La noche del viernes 22 de agosto, Tatiana (nombre ficticio) fue regañada por su madre y en represalia ella le advirtió que se iría de la casa.
La amenaza fue tomada como «cosa de muchachos». Sin embargo, cuando al filo de la medianoche la mujer hizo su acostumbrada ronda para verificar que sus hijas estuvieran acostadas, se dio cuenta de que Tatiana no estaba.
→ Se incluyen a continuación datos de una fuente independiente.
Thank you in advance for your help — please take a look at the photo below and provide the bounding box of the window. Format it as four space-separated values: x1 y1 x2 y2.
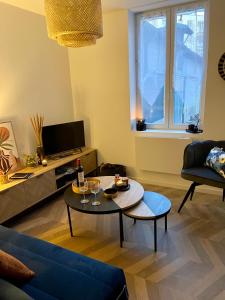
137 3 207 129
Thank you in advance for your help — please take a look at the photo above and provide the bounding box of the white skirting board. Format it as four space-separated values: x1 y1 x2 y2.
135 137 192 174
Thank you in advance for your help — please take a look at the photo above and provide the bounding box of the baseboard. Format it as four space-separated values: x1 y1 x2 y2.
132 177 223 195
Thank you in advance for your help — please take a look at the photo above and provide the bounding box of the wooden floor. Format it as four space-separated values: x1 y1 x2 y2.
8 186 225 300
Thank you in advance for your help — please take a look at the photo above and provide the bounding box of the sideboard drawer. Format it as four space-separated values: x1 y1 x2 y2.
24 170 56 207
0 184 26 223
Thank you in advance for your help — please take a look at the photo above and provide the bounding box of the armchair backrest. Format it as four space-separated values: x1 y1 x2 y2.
183 140 225 169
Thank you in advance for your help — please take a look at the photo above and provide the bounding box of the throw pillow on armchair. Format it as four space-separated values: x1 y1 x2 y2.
205 147 225 179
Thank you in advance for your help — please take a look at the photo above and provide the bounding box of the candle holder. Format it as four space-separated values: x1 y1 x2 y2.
136 119 146 131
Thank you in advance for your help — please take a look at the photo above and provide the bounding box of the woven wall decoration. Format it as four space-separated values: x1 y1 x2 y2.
45 0 103 48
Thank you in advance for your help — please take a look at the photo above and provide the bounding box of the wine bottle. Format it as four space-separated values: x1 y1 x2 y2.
76 158 84 186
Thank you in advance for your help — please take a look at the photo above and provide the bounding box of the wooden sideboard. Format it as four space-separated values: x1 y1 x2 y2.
0 148 97 223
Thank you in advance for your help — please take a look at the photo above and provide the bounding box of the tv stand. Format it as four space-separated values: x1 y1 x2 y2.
0 148 98 223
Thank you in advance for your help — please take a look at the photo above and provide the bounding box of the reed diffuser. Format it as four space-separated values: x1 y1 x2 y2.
30 114 44 164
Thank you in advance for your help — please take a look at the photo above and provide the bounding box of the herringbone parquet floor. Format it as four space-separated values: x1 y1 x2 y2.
7 186 225 300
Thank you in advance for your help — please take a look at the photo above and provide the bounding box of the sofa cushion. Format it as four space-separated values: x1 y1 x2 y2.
0 278 32 300
0 226 127 300
205 147 225 178
181 167 225 189
0 250 34 281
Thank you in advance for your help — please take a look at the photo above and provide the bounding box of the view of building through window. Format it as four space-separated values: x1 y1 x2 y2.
138 3 205 127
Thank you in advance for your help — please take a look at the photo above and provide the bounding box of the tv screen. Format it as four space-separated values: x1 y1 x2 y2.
42 121 85 156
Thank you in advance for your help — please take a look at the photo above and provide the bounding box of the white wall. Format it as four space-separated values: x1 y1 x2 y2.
69 0 225 192
0 3 74 155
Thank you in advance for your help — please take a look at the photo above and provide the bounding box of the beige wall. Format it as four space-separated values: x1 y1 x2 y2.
69 0 225 191
0 3 74 154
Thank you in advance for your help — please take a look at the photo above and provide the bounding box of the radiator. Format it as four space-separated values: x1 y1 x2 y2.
135 137 192 174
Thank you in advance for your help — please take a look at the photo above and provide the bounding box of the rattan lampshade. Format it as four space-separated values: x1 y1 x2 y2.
45 0 103 47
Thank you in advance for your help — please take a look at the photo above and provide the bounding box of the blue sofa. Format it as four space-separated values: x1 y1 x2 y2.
0 226 128 300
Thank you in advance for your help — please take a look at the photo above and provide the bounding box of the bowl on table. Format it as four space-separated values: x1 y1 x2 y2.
104 188 118 199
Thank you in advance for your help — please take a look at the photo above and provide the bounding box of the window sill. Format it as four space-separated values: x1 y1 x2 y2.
134 129 203 139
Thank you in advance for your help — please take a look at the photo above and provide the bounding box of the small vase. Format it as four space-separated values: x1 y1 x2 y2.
37 146 44 165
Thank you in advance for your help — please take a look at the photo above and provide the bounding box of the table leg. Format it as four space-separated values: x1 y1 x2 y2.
119 211 124 248
67 205 74 237
154 219 157 252
165 215 167 231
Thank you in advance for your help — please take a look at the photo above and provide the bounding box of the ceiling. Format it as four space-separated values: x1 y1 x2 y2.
0 0 163 15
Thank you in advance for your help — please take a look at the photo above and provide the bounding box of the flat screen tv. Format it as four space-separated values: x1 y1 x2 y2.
42 121 85 156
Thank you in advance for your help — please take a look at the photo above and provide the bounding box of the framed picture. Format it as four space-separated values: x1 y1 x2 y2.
0 122 19 175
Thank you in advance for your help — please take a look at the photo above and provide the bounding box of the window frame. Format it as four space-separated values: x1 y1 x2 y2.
135 0 209 130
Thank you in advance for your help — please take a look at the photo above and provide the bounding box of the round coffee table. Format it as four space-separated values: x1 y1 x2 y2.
64 176 144 247
123 192 171 251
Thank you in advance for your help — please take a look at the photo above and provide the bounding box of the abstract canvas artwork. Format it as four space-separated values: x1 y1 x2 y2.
0 122 18 174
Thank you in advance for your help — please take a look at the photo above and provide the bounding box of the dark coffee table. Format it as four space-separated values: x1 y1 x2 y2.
64 176 144 247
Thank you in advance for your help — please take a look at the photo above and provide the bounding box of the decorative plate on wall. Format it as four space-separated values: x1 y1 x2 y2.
218 53 225 80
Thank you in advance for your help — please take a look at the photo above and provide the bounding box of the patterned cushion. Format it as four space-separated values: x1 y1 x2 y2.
206 147 225 178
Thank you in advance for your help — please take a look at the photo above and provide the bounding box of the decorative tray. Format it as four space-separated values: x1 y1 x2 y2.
112 183 130 192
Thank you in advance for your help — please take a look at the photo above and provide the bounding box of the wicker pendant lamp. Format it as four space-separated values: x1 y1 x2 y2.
45 0 103 48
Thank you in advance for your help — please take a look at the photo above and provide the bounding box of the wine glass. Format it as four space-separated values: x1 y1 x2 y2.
90 181 101 206
79 179 89 204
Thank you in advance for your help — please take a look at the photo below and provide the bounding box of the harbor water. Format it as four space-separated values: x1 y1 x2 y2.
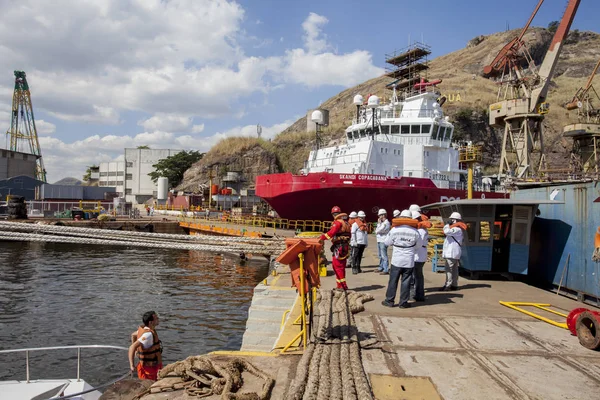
0 242 268 384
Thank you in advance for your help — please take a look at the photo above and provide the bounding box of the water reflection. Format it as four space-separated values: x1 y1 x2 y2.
0 242 268 379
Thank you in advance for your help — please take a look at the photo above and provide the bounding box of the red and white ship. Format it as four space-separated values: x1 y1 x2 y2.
256 47 505 221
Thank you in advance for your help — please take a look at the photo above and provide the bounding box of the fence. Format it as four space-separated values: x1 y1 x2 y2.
170 206 375 233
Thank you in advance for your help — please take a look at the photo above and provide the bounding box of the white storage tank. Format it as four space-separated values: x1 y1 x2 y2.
156 177 169 200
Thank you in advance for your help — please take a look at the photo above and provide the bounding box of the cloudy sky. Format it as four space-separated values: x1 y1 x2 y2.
0 0 600 182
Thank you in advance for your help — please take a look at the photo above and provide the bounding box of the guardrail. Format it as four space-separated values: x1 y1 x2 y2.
171 208 376 233
0 345 131 400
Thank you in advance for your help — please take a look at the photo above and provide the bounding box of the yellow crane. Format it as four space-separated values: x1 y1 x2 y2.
6 71 46 182
458 144 483 199
563 60 600 178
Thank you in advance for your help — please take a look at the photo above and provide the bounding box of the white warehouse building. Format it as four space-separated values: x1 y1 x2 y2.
99 149 182 206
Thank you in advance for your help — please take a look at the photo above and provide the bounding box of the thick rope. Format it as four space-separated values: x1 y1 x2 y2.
150 356 275 400
286 290 373 400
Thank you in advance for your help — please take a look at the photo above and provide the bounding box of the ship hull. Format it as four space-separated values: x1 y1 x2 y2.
256 172 505 221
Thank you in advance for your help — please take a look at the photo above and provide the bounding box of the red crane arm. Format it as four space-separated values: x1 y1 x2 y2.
529 0 581 112
483 0 544 77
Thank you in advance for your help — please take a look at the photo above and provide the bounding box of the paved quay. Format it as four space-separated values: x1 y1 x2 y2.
126 220 600 400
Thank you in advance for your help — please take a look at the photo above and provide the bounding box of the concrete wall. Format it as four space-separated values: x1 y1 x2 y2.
0 149 37 179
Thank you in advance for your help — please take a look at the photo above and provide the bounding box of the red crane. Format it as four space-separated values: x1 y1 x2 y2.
484 0 580 178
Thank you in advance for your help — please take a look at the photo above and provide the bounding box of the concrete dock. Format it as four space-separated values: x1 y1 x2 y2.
246 236 600 400
113 220 600 400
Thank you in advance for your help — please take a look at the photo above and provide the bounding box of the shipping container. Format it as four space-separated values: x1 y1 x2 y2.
512 182 600 300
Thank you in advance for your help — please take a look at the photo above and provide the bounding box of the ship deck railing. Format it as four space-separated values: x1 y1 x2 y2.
0 345 131 400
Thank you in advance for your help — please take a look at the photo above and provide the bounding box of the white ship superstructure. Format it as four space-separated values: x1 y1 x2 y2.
304 86 466 188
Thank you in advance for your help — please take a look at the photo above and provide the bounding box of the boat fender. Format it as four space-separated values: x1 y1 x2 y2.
392 217 419 229
592 226 600 262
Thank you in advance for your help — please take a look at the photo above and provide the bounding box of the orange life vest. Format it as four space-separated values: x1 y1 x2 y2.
331 213 352 244
392 217 419 228
350 218 369 232
137 326 162 367
450 222 467 231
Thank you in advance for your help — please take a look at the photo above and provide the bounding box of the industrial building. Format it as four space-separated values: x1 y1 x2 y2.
0 149 39 180
99 149 182 205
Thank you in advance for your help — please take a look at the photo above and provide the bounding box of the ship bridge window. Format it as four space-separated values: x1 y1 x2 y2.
435 125 446 140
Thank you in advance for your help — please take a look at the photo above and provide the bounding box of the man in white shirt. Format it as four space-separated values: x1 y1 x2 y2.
381 210 423 308
350 211 369 274
375 208 391 275
410 211 429 301
440 212 467 291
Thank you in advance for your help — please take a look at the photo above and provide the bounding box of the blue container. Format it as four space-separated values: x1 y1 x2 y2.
513 182 600 300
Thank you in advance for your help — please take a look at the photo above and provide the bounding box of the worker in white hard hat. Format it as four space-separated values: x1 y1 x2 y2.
375 208 392 275
346 211 358 268
381 210 423 308
440 212 467 290
410 211 431 301
350 211 369 274
408 204 421 213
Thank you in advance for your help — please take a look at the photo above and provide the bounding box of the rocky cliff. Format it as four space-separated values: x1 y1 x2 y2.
182 28 600 188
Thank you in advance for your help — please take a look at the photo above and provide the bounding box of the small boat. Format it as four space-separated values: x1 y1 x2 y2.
0 345 130 400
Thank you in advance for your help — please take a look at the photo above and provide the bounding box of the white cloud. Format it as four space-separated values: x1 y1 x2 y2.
138 113 192 132
302 12 329 54
35 119 56 135
192 124 204 133
286 49 383 87
0 5 383 180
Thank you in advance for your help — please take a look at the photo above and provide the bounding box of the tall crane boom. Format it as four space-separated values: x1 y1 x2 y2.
483 0 544 78
484 0 581 179
529 0 581 112
6 71 46 182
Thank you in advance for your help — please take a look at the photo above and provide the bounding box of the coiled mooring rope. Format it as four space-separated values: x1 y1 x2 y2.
286 290 373 400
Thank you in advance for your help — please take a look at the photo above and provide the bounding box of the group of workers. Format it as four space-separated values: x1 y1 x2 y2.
321 204 467 308
128 208 467 380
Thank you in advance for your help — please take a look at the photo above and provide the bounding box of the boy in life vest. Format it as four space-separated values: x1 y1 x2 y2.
129 311 162 381
319 206 350 290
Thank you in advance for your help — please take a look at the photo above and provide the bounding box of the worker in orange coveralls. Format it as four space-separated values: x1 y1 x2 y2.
320 206 351 290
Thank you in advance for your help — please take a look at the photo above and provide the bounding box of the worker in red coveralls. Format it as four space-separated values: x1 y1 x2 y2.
320 206 351 290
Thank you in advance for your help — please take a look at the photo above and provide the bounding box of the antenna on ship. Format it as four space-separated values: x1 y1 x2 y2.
367 95 379 139
352 94 364 124
310 110 323 150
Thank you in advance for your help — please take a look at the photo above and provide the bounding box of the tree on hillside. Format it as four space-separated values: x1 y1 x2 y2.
83 165 98 182
148 150 204 187
546 21 559 33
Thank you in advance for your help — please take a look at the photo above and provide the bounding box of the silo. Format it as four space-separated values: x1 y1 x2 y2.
156 177 169 200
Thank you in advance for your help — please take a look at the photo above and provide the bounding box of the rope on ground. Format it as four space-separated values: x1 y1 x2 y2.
286 290 373 400
144 356 275 400
0 232 282 255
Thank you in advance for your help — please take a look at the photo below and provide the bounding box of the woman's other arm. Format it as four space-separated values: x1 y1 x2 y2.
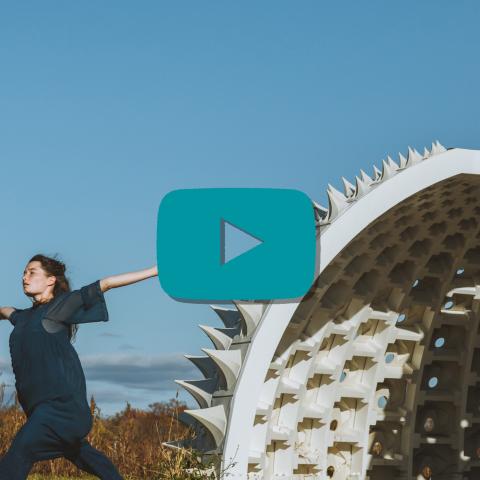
0 307 15 320
100 265 158 292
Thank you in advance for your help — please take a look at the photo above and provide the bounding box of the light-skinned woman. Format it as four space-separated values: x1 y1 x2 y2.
0 254 158 480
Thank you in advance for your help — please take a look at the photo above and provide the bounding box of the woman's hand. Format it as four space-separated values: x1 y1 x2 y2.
100 265 158 292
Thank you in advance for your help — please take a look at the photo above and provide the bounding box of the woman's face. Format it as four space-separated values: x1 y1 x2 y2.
22 260 55 297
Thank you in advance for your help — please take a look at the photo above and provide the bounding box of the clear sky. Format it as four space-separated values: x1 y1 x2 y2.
0 0 480 415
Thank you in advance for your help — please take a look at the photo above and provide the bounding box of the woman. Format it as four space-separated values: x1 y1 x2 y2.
0 254 158 480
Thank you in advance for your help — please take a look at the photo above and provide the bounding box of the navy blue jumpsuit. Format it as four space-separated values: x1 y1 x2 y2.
0 280 122 480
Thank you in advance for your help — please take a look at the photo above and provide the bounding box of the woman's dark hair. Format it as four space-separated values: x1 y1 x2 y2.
28 253 78 342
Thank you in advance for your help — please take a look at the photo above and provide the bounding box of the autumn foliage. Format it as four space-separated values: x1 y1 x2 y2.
0 388 215 480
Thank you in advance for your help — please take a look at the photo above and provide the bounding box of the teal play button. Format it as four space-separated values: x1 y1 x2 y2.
157 188 316 302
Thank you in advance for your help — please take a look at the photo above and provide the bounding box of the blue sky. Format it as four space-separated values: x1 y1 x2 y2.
0 0 480 415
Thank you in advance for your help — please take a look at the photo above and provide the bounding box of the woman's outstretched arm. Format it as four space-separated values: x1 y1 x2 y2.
0 307 15 320
100 265 158 292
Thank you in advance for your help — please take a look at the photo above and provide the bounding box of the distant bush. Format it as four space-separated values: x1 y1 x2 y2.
0 385 218 480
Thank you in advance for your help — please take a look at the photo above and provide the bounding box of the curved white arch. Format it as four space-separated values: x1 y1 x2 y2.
223 149 480 477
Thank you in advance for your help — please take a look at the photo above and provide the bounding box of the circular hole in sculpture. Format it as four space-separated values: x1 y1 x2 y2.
443 300 454 310
385 353 395 363
372 440 383 456
422 465 433 480
423 417 435 433
428 377 438 388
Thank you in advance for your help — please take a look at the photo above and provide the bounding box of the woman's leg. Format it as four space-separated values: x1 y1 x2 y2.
0 409 63 480
65 438 123 480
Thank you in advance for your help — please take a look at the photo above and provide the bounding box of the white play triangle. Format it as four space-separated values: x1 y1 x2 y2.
220 218 263 265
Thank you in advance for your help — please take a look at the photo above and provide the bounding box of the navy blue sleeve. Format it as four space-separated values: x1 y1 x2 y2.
8 308 22 326
44 280 108 324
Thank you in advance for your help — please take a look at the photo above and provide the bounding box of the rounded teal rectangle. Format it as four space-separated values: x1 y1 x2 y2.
157 188 316 302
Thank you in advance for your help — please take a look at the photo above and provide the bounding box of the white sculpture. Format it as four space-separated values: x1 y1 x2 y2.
170 142 480 480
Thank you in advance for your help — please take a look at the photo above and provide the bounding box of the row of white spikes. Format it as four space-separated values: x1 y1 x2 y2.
169 301 265 447
313 140 447 225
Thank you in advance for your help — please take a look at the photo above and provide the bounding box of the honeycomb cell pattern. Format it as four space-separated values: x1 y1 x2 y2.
169 142 480 480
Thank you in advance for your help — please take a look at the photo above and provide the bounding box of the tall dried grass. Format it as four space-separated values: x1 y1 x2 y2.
0 385 223 480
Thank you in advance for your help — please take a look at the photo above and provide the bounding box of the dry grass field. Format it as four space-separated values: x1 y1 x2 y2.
0 388 220 480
Sorprendida porque la puerta principal tenía candado y ella portaba las llaves, recorrió la vivienda y salió a la marquesina en busca de la adolescente de 16 años, quien había cumplido su palabra. Se escapó por una de las ventanas, que no está cubierta por hierros.
De inmediato, la familia inició la búsqueda de la menor por las calles de Los Tres Brazos, Santo Domingo Este, sector que la ha visto crecer, sin que dieran con su paradero.
No fue hasta el mediodía del día siguiente que la menor llegó por sus propios medios y contó a su madre que había sido víctima de una violación sexual grupal.
Tatiana narró que salió de su casa rumbo al negocio donde trabaja su padre hasta altas horas de la madrugada, en el mismo sector, y en el camino fue interceptada por dos jóvenes conocidos, quienes le ofrecieron acompañarla hacia su destino, a lo que ella asintió. Pero, el rumbo cambió y la llevaron a una casa donde dijo fue abusada por ambos.